Nous sommes à la fin d’une époque et au début d’une autre. C’est une période de bifurcation. Comment s’en assurer ? Aux changements imprévisibles qui se manifestent tous côtés. En un rapide survol, l’auteur montre que ce n’est pas la première fois que l’humanité se trouve devant un seuil à franchir, le précédent nous ayant fait pénétrer dans l’ère moderne.
Condensant en quelques pages son ouvrage précédent, « Le monde moderne et ses limites » (Ed. Tacor International), Ervin Laszlo dresse un tableau des croyances fondamentales de l’homme moderne qui en ont un être désuet, voué à la transformation ou à la disparition.
Surpopulation, mégapoles, exploitation excessive des forêts pluviales, pollutions de tous genres, effet de serre, couche d’ozone, sont en passe de devenir des titres courants de nos quotidiens. En analyser les conséquences possibles et probables démontre la nécessité pour tous de changer de cadre conceptuel.
Pour éviter les erreurs passées, il faut tenter d’identifier les responsables de la situation actuelle : la technique ? la science ? les arts ? les religions ? l’éducation ? Tous ces domaines qui forment l’esprit humain, oui, mais aussi le citoyen moyen qui, par ignorance, désintérêt ou égoïsme, renforce les tendances aujourd’hui dangereuses de l’âge moderne. Homo modernus doit céder la place à Homo post-modernus, plus ouvert, moins violent, rendant la technique moins agressive, la science plus humaniste, l’art plus concerné par la société et les religions moins renfermées sur leurs dogmes. Tous devraient avoir comme première préoccupation de forger une alliance holistique, c’est-à-dire, complète et universelle.
Pouvons-nous influencer notre futur ? Sommes-nous des esclaves de nos gènes ? Quelles sont les formes de futur possibles ? Le système non-linéaire est celui qui cadre le mieux avec nos toutes dernières découvertes mathématiques. Il en découle que ce futur n’est pas prévisible dans le détail, mais que sa tendance générale peut être influencée par un « mutant culturel », l’homme de l’après-modernisme. Dans une période instable de bifurcation, comme celle que nous vivons, le moindre des événements peut prendre une importance immense. Nous pouvons influencer notre futur, mais rien n’est joué d’avance.
Au-delà du libéralisme et du socialisme, tous deux produits de l’âge moderne, il nous faut élaborer une troisième stratégie. Dans ce qu’il appelle une vision de l’an 2020, Ervin Laszlo élabore les actions élémentaires qui lui paraissent nécessaires pour que, du chaos créateur d’une grande bifurcation, émerge une civilisation mondiale, unie et diversifiée, humaine et adaptée à de nouvelles conditions. Il en appelle à tous pour enrichir encore ces prévisions.

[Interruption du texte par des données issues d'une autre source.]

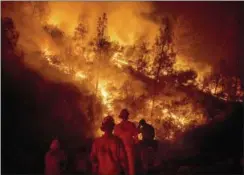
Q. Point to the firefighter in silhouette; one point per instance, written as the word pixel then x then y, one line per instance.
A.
pixel 127 131
pixel 148 149
pixel 54 159
pixel 108 155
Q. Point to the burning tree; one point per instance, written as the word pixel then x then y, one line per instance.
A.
pixel 164 55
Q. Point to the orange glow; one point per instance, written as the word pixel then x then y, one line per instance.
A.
pixel 128 25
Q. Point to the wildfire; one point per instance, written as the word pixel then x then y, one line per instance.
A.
pixel 80 75
pixel 79 65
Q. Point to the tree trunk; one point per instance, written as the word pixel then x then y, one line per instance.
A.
pixel 217 83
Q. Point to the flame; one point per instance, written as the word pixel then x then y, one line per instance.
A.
pixel 80 66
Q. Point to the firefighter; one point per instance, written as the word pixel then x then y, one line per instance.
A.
pixel 108 154
pixel 128 133
pixel 148 149
pixel 54 158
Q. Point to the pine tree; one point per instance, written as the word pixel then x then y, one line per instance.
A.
pixel 164 55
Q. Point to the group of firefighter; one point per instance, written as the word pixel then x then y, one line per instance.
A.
pixel 117 151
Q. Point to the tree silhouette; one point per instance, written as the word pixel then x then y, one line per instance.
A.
pixel 164 54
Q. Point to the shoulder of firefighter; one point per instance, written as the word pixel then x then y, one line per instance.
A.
pixel 108 155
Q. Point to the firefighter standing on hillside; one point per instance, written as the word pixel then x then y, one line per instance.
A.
pixel 149 155
pixel 53 159
pixel 128 133
pixel 108 155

L’ouvrage se termine par deux annexes. Dans l’une, l’auteur expose les concepts de base de la théorie des systèmes, nouvelle science qui l’a guidé dans ses réflexions. L’autre, est le contenu d’une entrevue entre Ervin Laszlo et Joseph Schaeffer, parue en 1988 dans la revue Zygon, revue de science et de religion.
L’introduction par Ilya Prigogine, prix Nobel, montre que la science, la philosophie et l’humanité sont à l’aube d’une ère nouvelle, que sous nos yeux s’élabore un nouveau paradigme et que demain sera ce que nous en ferons.
Ervin Laszlo, musicien, philosophe, scientifique, membre du Club de Rome, a travaillé notamment pour l’ONU et l’Unesco. Rédacteur de World Futures, le journal trimestriel du Groupe de recherche sur l’évolution générale et rédacteur en chef de L’encyclopédie de la paix, ouvrage de référence en quatre volumes commémorant l’Année internationale de la paix décidée par les Nations Unies. Il est également membre de l’Académie internationale de philosophie et de science et dirige aujourd’hui l’Académie de Vienne pour l’étude du futur qui applique les idées exprimées dans cet ouvrage.